Certainly, there is good demand out there, and mills worldwide are wanting to get material. Prices have remained high for weeks, and there is no sense that they will dive down while this demand remains strong.
It seems like most buyers of material will remain active in the market if they can. An exception is India, which isn’t really back too strongly in the market as it deals with Covid. Some South East Asian destinations, such as Malaysia, have introduced Covid restrictions. While mills remain operational, they are working with reduced staffing levels.
Where there is good demand, the problem will be getting the material there, whether it is a UK, European or Asian mill. Covid has introduced a lot of uncertainty of course, but we are still dealing with the effects of Brexit too.
Driver availability for haulage is at best difficult, and getting containers for shipping is also challenging. With the latter, some shipping lines are finding it more beneficial to send vessels to China with empty containers on direct routes, rather than heading to India, Malaysia, Indonesia etc. Some shipping lines don’t want to go to Port Klang in Malaysia, due to the Covid restrictions I mentioned above.
Clearly, this is affecting buying patterns, and when we can move material, we are happy to buy. This is the same for UK, European and some other Asian mills too, where they will buy if they can get lorry drivers and/or containers. But Brexit means more paperwork and less drivers coming here from Europe, and that is creating haulage challenges even if the demand from Europe remains strong – especially for mixed paper.
Interestingly, we are also seeing retail tonnages hold up as people holiday in the UK this year. More of this high-quality material is therefore available, at a time when traditionally volumes reduce. With greater supply of this, this would typically provide a downward pressure on prices unless demand was higher.
The recent fall in the value of the pound against the dollar from $1.40 a few weeks ago to $1.37 now also makes it a bit cheaper to send material to deep sea destinations and that may help demand.
What does all this mean for the market? Clearly, there is a lot of uncertainty, and Covid has made it harder to rely on traditional buying patterns. It is also the case that things can change rapidly in ways that we also wouldn’t have expected because of the virus. There are a lot of factors influencing supply and demand and it will depend which come out strongest, both in August and further ahead.

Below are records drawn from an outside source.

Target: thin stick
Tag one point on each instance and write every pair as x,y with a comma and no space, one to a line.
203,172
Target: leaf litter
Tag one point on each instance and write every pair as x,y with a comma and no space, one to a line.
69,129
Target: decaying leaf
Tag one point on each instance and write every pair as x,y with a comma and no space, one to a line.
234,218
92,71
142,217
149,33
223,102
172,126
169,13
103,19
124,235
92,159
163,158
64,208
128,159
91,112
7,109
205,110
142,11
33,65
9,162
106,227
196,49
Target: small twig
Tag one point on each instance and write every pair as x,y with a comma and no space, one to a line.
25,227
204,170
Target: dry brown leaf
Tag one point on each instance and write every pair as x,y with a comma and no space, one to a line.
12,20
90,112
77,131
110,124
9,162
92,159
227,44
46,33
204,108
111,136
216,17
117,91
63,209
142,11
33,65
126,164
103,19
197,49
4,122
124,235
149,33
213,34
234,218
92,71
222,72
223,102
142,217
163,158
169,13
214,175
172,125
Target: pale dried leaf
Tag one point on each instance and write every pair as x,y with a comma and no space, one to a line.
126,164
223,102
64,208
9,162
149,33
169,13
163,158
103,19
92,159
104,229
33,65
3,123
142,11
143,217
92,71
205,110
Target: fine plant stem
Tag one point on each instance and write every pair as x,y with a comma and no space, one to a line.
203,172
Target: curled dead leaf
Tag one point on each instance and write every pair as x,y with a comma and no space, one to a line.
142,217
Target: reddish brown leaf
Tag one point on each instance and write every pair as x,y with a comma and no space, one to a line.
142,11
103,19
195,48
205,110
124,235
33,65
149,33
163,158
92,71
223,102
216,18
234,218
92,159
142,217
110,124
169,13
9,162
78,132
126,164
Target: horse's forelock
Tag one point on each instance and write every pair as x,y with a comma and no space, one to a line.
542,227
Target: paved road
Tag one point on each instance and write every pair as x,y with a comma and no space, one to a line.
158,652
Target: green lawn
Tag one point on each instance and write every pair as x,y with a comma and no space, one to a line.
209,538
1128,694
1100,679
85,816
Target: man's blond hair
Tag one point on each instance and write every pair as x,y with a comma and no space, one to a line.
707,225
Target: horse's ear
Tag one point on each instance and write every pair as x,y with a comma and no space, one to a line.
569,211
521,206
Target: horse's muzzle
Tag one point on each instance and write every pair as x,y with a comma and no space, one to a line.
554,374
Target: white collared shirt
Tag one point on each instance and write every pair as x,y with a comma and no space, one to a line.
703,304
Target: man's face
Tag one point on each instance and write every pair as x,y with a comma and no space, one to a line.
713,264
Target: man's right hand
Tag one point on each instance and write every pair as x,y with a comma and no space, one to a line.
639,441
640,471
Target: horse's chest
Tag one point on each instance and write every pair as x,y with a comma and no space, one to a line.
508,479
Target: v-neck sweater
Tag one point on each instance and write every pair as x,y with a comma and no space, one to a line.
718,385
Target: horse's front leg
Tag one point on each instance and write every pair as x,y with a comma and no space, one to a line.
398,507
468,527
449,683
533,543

Taking all of this into account, and assuming nothing happens that dramatically changes the market in the coming weeks, I would expect prices to remain steady throughout August. Beyond then, it is really hard to say what will happen because of all the uncertainty and volatility we have seen in the market since the pandemic began.
What is clear is that we should make hay while the sun shines, and take advantage of a buoyant market despite the challenges in moving recovered fibre.